I didn't watch Show Pieces, but it seems pretty obvious which bits were brought over from there. If you're interested in Show Pieces at all, I'd recommend watching then first, just because it sounds like the twist endings of those stories will (necessarily) be spoiled by this film.

So yeah, if you fancy watching something funny and idiosyncratic, this is well worth checking out, with the proviso that it's a part of a larger tapestry that might never see the light of day (although Moore has already written the first episode of the prospective TV continuation, apparently).

Not sure why the protagonist was a grown-up Dennis the Menace[nb]UK version, obviously.[/nb] or what Marc Warren was doing in a blink-and-you'll-miss-it cameo rather than a bigger role. Secret backer? Mate of Alan Moore's? Add it to the mysteries.
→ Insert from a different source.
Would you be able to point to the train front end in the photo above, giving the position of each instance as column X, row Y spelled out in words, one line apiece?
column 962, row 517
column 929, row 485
Yeah, I loved show pieces and this was disappointingly nowhere near as good.

Noodle Lizard

I finally got around to watching this, and then tracked down Show Pieces as a chaser.

SPOILERS


Erm ... I liked it, overall. It's not bad at all, but as someone else pointed out, it feels nowhere near as substantial as you'd expect from a writer like Moore. Now I think of it, a lot of Moore's graphic novels feature similar divergences into kind of irrelevant subplots that never really go anywhere, but I think it's more forgivable in that format. Perhaps because something like From Hell would take an average person a week or so to read with plenty of breathing room to reflect on it all, whereas in a two hour film designed to be watched in one sitting, you really do want everything to feel purposeful.
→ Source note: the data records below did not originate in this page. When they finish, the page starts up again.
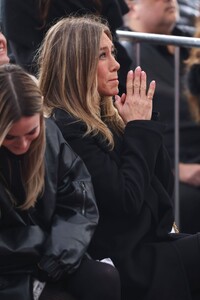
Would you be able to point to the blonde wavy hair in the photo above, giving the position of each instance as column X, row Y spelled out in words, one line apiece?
column 21, row 97
column 68, row 60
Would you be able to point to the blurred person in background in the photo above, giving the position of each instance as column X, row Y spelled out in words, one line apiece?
column 160, row 17
column 26, row 22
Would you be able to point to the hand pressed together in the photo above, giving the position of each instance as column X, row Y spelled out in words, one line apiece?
column 136, row 104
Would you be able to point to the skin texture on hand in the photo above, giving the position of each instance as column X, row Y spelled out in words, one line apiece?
column 190, row 174
column 136, row 104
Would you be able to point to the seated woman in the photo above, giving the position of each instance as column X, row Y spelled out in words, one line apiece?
column 123, row 149
column 47, row 205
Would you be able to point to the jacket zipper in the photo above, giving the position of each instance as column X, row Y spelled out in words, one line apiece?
column 84, row 197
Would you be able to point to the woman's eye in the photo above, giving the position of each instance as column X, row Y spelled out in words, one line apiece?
column 102, row 55
column 114, row 53
column 32, row 132
column 9, row 137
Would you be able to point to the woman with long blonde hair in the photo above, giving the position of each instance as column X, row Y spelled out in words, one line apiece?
column 121, row 144
column 48, row 212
It might have been less of an issue if some of those sort of tangential sequences were really interesting in and of themselves, but bits like the singer who dresses like Hitler felt like something that would've been scrapped from Nathan Barley. Conversely, I really liked the Voodoo drug dealer, felt like there was something good in there, but then it was just gone for the rest of the film. Same with the flatmates; very well-observed characters (especially the stand-up, of whom I've met about a dozen) who were there for a lot of it but ultimately served no purpose. I didn't really like the kid detectives thing, felt like something out of a not-very-good sketch show. I'd also argue that having that kind of surrealism in the "waking" parts of the film made the eventual depiction of the "dream world" far less effective.

Moore himself was fantastic, I thought. It really surprised me how good that scene was, and I wish there had been more of that character (although they were probably wise not to let him outstay his welcome). Tom Burke was solid as the protagonist, but the reveal of him being Dennis The Menace was ... I dunno. I can't draw any interesting parallel between his depiction in this and the original character so it felt a bit worthless, which is disappointing given how well Moore has played with pre-existing characters before.
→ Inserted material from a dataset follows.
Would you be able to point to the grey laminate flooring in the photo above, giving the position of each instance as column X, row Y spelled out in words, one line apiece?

Watching Show Pieces afterwards ... I'm not sure if I would've liked it more if I'd seen it on its own merits, but I found what it was quite dull. Too blatantly Twin Peaksy (you can't use abundant red curtains in a "weird lounge" and get away with it), and the final bit where he's being tortured by Mr. Jolly went on forever. A couple of nice little moments or ideas in there, but ultimately a bit embarrassing and student filmy.

Them's my takes. I might change them. I wouldn't be opposed to seeing more from this universe, but I get the impression that it hadn't all been properly thought through.

Mister Six

I was mildly astonished to learn that the cast from this aren't all amateurs. I think it shows how important a good director is to getting quality performances out of some people. It was only Moxie from Auf Wiedersehen Pet who really sold it. Well, and Alan Moore, but Moore had the advantage of understanding the exact tone of the thing, whereas the cast all seemed to be floundering to a greater or lesser extent.